According to the Rayleigh criterion, the low resolution of the optical imaging system is caused by the lens aperture. The FP approach achieves super-resolution and large-field imaging by combining multiple LR images. Different from the FP microscopy, the macroscopic FP technique requires moving the imaging camera or using array imaging cameras to obtain a series of LR images of the object. Each LR image is obtained by locating the aperture on the spatial spectrum plane with different positions set in horizontal and vertical directions. After the LR image is acquired at the current position, the aperture is moved to the next position according to the required step size until the spatial spectrum is fully collected. To overcome the position offset of each LR image, the template matching method based on cross-correlation is applied for image registration. This paper studies the macroscopic FP imaging technology based on square aperture. Using the imaging sensor and its natural rectangular structure in the spatial Fourier domain is more effective to use the synthesis of square aperture to improve the imaging resolution and reduce the time consumption. The macroscopic FP technology based on circular aperture is also tested to make a better comparison. In the simulation, the ptychographical iterative engine (PIE) algorithm on the MATLAB platform is adopted to iteratively recover the phase to obtain a high-resolution image. In the experiment, a macroscopic FP optical setup is built. A square aperture, a lens, and a CCD are mounted on an optical bench as a comment imaging system. The system translated in the x-y direction to collect different spatial spectra and obtain a series of LR images. The PIE algorithm used in the simulation can recover the super-resolution image from the LR images.

When the circular aperture is used in the FP method, the image intensity is too weak as luminous flux lacks. The low gray value pixels would be missed during the FP algorithm preprocessing, which ultimately leads to image information loss due to the weak local image intensity in the recovery result. Compared to the circular aperture, the square aperture has a greater luminous flux and can obtain higher image intensity when collecting image information in the spatial spectrum plane. In theory, it is well known that when the side length of the square aperture is the same as the diameter of the circular aperture, the coherence transfer function of the former is greater than that of the circular aperture. This means that the square aperture can collect more spatial frequency information in the spatial spectrum domain for each LR image. The experimental results show that the square aperture still has a good contrast of 0.4 in the case of groups (4,1) in the USAF target (Fig. 6). The high luminous flux of the square aperture is utilized to reduce the dynamic range of the data set, therefore reducing the image acquisition time. The small dynamic range recovery results are shown in Fig. 8, and the image still has good contrast.

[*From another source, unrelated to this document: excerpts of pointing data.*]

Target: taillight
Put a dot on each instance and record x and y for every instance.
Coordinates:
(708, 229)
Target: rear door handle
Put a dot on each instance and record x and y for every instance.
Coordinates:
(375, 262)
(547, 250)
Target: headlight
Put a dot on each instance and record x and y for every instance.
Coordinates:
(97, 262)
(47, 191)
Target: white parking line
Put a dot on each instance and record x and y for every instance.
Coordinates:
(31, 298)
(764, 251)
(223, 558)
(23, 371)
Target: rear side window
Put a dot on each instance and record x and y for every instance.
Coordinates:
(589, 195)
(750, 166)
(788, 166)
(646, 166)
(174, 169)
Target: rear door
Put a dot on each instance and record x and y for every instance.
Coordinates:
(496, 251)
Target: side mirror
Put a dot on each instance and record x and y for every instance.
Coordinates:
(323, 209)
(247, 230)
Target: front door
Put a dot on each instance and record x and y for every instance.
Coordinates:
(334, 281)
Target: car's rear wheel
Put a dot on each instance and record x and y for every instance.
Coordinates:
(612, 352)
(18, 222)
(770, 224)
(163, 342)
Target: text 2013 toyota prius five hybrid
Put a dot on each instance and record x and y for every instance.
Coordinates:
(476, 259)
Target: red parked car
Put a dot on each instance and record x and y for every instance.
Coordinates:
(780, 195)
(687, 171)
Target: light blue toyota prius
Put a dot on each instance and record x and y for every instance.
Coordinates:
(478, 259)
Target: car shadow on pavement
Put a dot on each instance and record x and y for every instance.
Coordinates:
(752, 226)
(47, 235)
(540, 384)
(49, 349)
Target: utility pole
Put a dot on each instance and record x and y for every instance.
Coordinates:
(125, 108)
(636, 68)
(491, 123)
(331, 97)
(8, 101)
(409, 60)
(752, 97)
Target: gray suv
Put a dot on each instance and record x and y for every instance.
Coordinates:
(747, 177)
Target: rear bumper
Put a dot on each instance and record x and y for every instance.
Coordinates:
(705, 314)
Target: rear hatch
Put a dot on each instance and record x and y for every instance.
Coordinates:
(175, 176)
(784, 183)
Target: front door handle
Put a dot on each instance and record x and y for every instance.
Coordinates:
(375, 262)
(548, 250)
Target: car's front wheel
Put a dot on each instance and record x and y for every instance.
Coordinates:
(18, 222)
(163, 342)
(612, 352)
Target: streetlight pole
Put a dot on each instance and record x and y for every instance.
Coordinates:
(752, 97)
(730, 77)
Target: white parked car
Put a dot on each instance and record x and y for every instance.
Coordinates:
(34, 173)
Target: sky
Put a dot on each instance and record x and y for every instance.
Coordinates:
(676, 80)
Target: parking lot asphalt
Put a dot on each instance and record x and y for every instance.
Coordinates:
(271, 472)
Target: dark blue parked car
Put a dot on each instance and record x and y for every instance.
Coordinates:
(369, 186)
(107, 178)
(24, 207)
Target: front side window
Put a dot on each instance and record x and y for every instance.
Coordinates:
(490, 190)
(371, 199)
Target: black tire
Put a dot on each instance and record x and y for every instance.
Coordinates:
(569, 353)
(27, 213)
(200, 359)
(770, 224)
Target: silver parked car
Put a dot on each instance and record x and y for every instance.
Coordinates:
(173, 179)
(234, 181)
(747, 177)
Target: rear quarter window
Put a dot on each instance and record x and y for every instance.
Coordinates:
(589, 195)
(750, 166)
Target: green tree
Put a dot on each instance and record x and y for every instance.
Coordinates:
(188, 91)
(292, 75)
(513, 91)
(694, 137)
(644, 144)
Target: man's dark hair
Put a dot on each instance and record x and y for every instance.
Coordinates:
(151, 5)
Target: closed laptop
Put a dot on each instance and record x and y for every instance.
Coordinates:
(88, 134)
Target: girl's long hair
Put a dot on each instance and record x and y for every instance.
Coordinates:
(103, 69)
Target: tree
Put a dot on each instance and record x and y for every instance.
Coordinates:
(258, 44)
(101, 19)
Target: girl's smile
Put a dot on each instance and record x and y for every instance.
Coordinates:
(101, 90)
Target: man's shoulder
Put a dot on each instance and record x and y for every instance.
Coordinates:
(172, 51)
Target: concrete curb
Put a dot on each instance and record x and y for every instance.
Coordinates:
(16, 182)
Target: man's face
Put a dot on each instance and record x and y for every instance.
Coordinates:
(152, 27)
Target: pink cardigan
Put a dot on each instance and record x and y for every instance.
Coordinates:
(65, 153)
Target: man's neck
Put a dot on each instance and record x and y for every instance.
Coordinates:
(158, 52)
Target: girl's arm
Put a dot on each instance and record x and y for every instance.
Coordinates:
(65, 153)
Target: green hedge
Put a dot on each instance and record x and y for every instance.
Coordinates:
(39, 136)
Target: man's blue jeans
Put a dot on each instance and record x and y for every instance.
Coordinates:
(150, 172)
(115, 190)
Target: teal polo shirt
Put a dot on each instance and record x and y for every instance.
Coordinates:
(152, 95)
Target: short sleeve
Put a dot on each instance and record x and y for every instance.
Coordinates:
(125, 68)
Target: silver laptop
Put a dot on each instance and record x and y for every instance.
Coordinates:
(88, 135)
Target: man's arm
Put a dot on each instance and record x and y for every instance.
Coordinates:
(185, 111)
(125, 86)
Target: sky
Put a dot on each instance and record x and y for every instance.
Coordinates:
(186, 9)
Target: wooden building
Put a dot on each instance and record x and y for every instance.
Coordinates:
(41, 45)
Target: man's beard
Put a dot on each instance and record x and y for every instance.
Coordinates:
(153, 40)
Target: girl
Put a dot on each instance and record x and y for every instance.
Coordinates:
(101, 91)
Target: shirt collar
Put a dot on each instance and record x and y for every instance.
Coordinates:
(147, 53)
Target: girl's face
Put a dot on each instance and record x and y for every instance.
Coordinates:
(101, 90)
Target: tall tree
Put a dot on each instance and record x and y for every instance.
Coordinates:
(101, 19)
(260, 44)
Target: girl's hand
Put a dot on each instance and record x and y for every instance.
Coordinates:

This study demonstrates the macroscopic FP technique based on square aperture. The macroscopic FP technique has a better performance by replacing the conventional circular aperture scanning on the spatial spectrum plane with a square aperture. The numerical simulation and experimental verification show that when the square side length and circular diameter are the same, the square aperture has the advantages of high luminous flux and wide optical transfer function compared with the circular aperture. The wider spectrum of each LR image can increase the overlapping information between two adjacent images. The increase in luminous flux can reduce the dynamic range of image acquisition, thereby reducing the image acquisition time. As a result, the FP technique with the square aperture can achieve higher imaging resolution, speed, and signal-to-noise ratio. With the development of optical integration and micro/nano optical fabrication, the fabrication and integration of square aperture lens will be more convenient and can make full use of the aperture of the optical integrated devices. Considering the imaging sensor and its natural rectangular structure both in spatial and Fourier domains, the square aperture is more matched than the circular aperture. Square aperture lenses are promising to be integrated into various imaging systems and will appear in future miniaturized optical devices.